Por que essa distinção me preocupa mais do que parece

Quando li o relato desse professor pedindo uma referência ao ChatGPT, o que me incomodou não foi o erro dele. Foi o fato de ser um pesquisador com décadas de experiência tratando um modelo generativo como banco de dados factual. Isso não é falta de inteligência. É falta de letramento específico sobre o que aquela ferramenta é, e sobre o que ela não é.

Por um lado, entendo a pressão: quem forma pesquisadores hoje sente a tentação de ensinar só o prompt, porque é o que gera engajamento imediato na sala. Por outro, ensinar apenas o atalho forma alguém vulnerável ao próximo erro da mesma natureza. Não significa que você precisa virar especialista em modelos de linguagem. Significa que vale entender, ainda que em linhas gerais, por que a ferramenta às vezes erra do jeito que erra.

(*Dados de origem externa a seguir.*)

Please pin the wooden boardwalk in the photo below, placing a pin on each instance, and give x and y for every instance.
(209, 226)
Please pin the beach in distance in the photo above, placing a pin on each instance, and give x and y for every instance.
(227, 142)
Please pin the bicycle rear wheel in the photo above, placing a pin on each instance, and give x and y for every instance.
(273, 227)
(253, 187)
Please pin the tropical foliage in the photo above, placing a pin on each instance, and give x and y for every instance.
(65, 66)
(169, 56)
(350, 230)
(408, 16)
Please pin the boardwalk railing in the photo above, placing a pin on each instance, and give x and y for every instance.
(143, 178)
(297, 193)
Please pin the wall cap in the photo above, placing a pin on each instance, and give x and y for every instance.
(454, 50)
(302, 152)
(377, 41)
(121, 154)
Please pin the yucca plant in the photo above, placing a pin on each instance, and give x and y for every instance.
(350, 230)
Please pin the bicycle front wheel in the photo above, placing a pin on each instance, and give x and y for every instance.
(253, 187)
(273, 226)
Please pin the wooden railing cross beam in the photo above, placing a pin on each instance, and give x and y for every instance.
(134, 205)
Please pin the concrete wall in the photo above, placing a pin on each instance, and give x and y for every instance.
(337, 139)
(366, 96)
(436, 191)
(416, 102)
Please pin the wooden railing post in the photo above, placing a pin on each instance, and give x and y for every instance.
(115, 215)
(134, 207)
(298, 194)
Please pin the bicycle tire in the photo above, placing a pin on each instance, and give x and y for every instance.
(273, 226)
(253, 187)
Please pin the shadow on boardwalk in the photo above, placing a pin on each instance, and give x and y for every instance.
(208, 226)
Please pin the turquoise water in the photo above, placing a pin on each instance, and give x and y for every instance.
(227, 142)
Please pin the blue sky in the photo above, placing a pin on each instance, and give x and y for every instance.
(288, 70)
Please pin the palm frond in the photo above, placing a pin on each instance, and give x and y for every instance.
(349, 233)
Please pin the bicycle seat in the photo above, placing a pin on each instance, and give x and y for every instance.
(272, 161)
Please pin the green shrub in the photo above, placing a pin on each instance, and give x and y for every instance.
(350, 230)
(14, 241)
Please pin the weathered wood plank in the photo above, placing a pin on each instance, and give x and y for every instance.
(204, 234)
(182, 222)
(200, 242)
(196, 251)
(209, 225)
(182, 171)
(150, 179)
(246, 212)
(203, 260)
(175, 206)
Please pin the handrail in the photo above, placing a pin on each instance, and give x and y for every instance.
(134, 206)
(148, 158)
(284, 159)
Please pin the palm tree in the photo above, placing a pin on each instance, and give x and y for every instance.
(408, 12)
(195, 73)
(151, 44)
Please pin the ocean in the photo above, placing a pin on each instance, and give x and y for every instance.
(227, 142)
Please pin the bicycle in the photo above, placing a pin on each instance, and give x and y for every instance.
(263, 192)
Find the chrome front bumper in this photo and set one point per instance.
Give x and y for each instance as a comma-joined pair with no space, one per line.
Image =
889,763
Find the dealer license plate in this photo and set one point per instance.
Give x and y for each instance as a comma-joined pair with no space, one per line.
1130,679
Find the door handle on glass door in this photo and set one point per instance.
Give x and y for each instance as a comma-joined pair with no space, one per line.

Faz sentido pensar nisso do mesmo jeito que se pensa em metodologia de pesquisa: quem aprendeu de verdade o que um teste estatístico significa segue relevante décadas depois, mesmo trocando de software. Prompt específico fica obsoleto em meses. Entender a lógica por trás dele não.

Próximos passos

  1. Antes de usar IA generativa na próxima etapa da sua pesquisa, escreva numa frase o que a ferramenta está fazendo tecnicamente (prevendo texto plausível, não recuperando fato). Se você não conseguir escrever essa frase, pare e estude o mecanismo antes de confiar no resultado.
  2. Toda referência, dado ou citação sugerida por IA passa por checagem numa fonte primária antes de entrar no seu texto.
  3. Se você orienta, teste ensinar o “porquê” de um prompt antes do prompt em si, e observe se isso muda a autonomia de quem você orienta.
  4. Volte a este processo sempre que trocar de ferramenta: o hábito de verificar não muda, mesmo quando o modelo muda.

Se você já usa IA para escrever ou revisar textos científicos e quer entender os limites práticos disso, vale a leitura de Como Usar IA para Escrever Artigos Científicos Sem Perder o Controle.

Fonte: O dilema do professor na era da IA: ensinamos o prompt ou o processo científico?, SciELO em Perspectiva

Perguntas frequentes

Por que a IA generativa alucina, mesmo em tarefas simples como indicar um artigo científico?
Porque o modelo de linguagem não é um banco de dados factual, é um sistema que prevê a sequência de palavras estatisticamente mais provável. Ele monta título, autores, revista e ano com a mesma lógica que usa para montar qualquer outra frase, sem checar se aquele artigo existe. É por isso que a alucinação não é falha pontual: é característica estrutural da ferramenta.
O que é letramento crítico em IA e por que ele é diferente de saber usar prompts?
Letramento crítico é entender como a IA funciona por dentro (a lógica probabilística, os limites, por que o output precisa de verificação). Letramento instrumental é saber operar a ferramenta (formular comando, escolher plataforma, executar a tarefa). Pesquisa publicada na Computers and Education: Artificial Intelligence mostrou que quem tem mais letramento crítico formula prompts melhores. Um não substitui o outro, mas o crítico sustenta o instrumental.
Vale a pena investir tempo aprendendo teoria de IA se as ferramentas mudam tão rápido?
Vale, porque é o oposto do que muda rápido. Prompt específico fica obsoleto em meses; entender a lógica por trás da ferramenta não perece. É o mesmo padrão da formação metodológica: quem entendeu o que um teste estatístico significa segue relevante décadas depois, mesmo trocando de software.